Personal information
- Born: 11 February 1994 (age 32) Greece
- Listed height: 6 ft 5 in (1.96 m)
- Listed weight: 220 lb (100 kg)

Career information
- Playing career: 2013–present

Career history
- 2013–2014: Pagrati
- 2014–2015: Panionios
- 2015–2016: Doxa Lefkadas
- 2016–2017: Ionikos Nikaias
- 2017–2018: Doxa Lefkadas
- 2018–2019: Kastoria
- 2019–2020: Olympiacos B
- 2020–2021: Ionikos Nikaias
- 2021–2023: AEK Athens
- 2023–2026: Kolossos Rodou
- 2026–present: Karditsa

= Andreas Petropoulos =

Greek basketball player (born 1996)

Andreas Petropoulos (Ανδρέας Πετρόπουλος; born 11 February 1994) is a Greek professional basketball player for Karditsa of the Greek Basketball League. He is a 1.96 m tall swingman.

==Professional career==
Petropoulos began his pro career in 2013, with the Greek 2nd Division club Pagrati. In 2014, he debuted in the top-tier level Greek Basket League with Panionios. He joined Olympiacos' new reserve team of the Greek 2nd Division, Olympiacos B, for the 2019–20 season. Petropoulos averaged 12.2 points, 3.8 rebounds and 1.7 assists per game.

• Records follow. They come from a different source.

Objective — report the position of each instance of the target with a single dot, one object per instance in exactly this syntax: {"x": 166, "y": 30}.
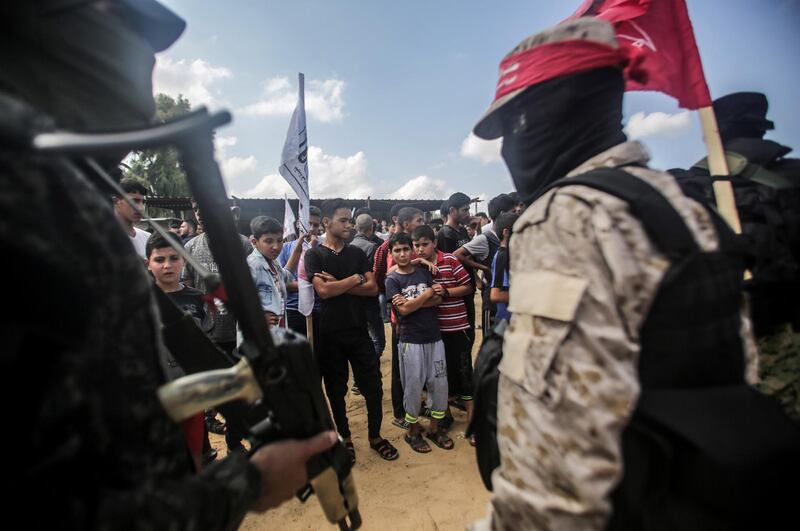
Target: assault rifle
{"x": 273, "y": 392}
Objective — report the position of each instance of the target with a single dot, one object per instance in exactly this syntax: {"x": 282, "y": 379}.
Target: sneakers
{"x": 458, "y": 404}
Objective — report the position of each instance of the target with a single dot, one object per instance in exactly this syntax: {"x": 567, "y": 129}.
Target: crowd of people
{"x": 423, "y": 277}
{"x": 645, "y": 343}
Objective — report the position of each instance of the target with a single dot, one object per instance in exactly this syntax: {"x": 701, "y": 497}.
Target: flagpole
{"x": 718, "y": 165}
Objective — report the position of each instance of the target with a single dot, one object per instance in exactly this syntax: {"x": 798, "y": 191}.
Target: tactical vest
{"x": 766, "y": 190}
{"x": 702, "y": 446}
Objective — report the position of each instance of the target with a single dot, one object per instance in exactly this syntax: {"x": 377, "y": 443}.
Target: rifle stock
{"x": 291, "y": 405}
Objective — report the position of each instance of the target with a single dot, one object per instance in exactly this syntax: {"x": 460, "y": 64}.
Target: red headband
{"x": 557, "y": 59}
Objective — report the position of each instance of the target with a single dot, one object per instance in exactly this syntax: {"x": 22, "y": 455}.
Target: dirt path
{"x": 441, "y": 490}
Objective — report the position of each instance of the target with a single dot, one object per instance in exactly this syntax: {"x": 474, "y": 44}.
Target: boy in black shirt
{"x": 166, "y": 265}
{"x": 422, "y": 357}
{"x": 343, "y": 279}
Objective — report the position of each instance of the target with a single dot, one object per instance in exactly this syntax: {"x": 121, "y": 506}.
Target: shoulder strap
{"x": 660, "y": 219}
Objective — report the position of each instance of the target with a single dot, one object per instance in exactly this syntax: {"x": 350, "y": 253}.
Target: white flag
{"x": 294, "y": 160}
{"x": 288, "y": 218}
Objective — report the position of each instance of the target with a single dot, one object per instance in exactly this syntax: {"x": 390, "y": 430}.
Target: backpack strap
{"x": 661, "y": 221}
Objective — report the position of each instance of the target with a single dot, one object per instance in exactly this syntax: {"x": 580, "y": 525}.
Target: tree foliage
{"x": 159, "y": 168}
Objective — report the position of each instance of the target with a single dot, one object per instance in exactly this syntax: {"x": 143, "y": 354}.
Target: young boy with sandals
{"x": 421, "y": 351}
{"x": 452, "y": 284}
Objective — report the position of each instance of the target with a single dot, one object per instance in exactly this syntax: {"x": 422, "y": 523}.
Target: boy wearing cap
{"x": 583, "y": 274}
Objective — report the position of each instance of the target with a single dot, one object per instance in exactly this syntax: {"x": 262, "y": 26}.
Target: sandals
{"x": 417, "y": 443}
{"x": 385, "y": 450}
{"x": 403, "y": 424}
{"x": 351, "y": 450}
{"x": 441, "y": 439}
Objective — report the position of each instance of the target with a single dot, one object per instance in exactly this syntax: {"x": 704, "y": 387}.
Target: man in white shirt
{"x": 127, "y": 216}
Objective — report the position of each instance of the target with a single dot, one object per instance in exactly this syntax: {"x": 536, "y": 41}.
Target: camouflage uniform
{"x": 583, "y": 276}
{"x": 779, "y": 366}
{"x": 90, "y": 445}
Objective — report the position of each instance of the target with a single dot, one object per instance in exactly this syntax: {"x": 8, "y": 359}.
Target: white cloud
{"x": 270, "y": 186}
{"x": 324, "y": 99}
{"x": 232, "y": 167}
{"x": 237, "y": 166}
{"x": 329, "y": 176}
{"x": 422, "y": 187}
{"x": 642, "y": 125}
{"x": 486, "y": 151}
{"x": 195, "y": 80}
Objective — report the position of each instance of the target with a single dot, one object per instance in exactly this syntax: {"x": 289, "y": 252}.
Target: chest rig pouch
{"x": 703, "y": 449}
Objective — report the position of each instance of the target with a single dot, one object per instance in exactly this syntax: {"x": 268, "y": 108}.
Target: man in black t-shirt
{"x": 343, "y": 279}
{"x": 453, "y": 234}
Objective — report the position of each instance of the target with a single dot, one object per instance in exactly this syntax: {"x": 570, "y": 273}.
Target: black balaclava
{"x": 84, "y": 64}
{"x": 552, "y": 128}
{"x": 742, "y": 115}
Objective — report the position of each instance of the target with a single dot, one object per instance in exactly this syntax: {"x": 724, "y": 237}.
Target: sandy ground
{"x": 441, "y": 490}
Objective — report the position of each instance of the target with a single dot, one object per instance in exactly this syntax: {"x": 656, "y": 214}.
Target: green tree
{"x": 159, "y": 168}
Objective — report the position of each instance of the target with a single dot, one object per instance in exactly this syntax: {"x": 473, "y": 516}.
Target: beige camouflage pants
{"x": 779, "y": 366}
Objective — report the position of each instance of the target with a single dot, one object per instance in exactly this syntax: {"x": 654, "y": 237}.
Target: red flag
{"x": 660, "y": 33}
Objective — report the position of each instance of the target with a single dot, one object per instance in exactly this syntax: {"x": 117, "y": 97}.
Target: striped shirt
{"x": 452, "y": 312}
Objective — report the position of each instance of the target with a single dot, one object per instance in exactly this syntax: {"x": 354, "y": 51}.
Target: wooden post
{"x": 310, "y": 330}
{"x": 717, "y": 165}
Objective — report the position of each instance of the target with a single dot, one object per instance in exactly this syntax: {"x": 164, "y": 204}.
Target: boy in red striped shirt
{"x": 453, "y": 284}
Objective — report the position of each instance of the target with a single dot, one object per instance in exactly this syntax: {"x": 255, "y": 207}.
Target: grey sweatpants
{"x": 421, "y": 365}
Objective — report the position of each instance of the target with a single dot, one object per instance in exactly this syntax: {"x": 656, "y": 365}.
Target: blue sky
{"x": 393, "y": 89}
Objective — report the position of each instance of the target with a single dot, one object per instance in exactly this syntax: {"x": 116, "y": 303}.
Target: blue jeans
{"x": 375, "y": 327}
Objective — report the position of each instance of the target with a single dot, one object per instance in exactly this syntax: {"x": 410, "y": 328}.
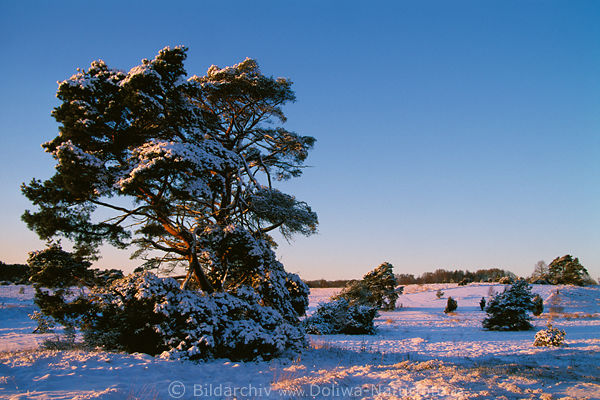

On 27 August 2020, he signed with Ionikos Nikaias.

On 13 August 2021, Petropoulos signed a one-year contract with AEK Athens. On 1 April 2022 he renewed his contract through 2024. In 23 league games, he averaged 4.1 points and 2.5 rebounds in 18 minutes per contest. During the 2022–2023 season, in 17 league games, he averaged 1.3 points and 0.8 rebounds in 8 minutes per contest.

On 12 July 2023, Petropoulos was released from AEK and signed a two-year deal with Kolossos Rodou. On June 7, 2025 he renewed his contract until 2026.

After 3 years with the club, he joined Karditsa of the Greek Basketball League in 2026.